Some in the Hong Kong trade say that as much as three-quarters of antique ceramics are fake. The highest risk items are the Ming and Qing dynastypolychrome enamelled wares, often on offer in shops on the Hollywood Road. The best fakes come from Jingdezhen, Jiangxi province, home to the former Imperial kilns. Most production is now automated, but the artisans are heir to a tradition that produced much of the work they are forging.
Visitors say they have seen painters working, apparently to order, from old Sotheby’s catalogues. The reported charge ranges from a few hundred to a few thousand dollars, far less than the hundreds of thousands or even
millions some items fetch. Jingdezhen’s forgers have a crucial advantage: their raw material, nearby deposits of high-grade kaolin, is exactly the same one used for much of the best Song, Ming and Qing porcelain. Thermal luminescence tests are accurate but expensive—at least $500—and there is limited capacity (the most trusted is Britain’s Oxford Authentication, which has an office in Hong Kong).
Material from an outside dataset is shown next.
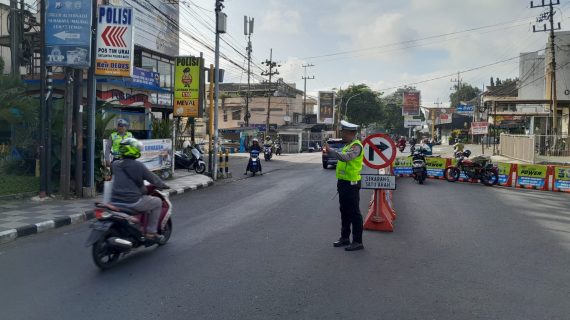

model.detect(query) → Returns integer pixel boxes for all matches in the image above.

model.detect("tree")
[449,83,480,107]
[337,84,382,127]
However, it is rumoured that even these tests have been circumvented with injections of radioactive material. Jingdezhen first became prominent during the Song Dynasty (960-1279), when it produced a still-renowned qingbai (“blue-white”) monochrome white porcelain. Its heyday was probably the first 200 years of the Ming Dynasty (1368-1644), when it turned out the Imperial “blue-on-white” ware that is today the best-known porcelain in the West.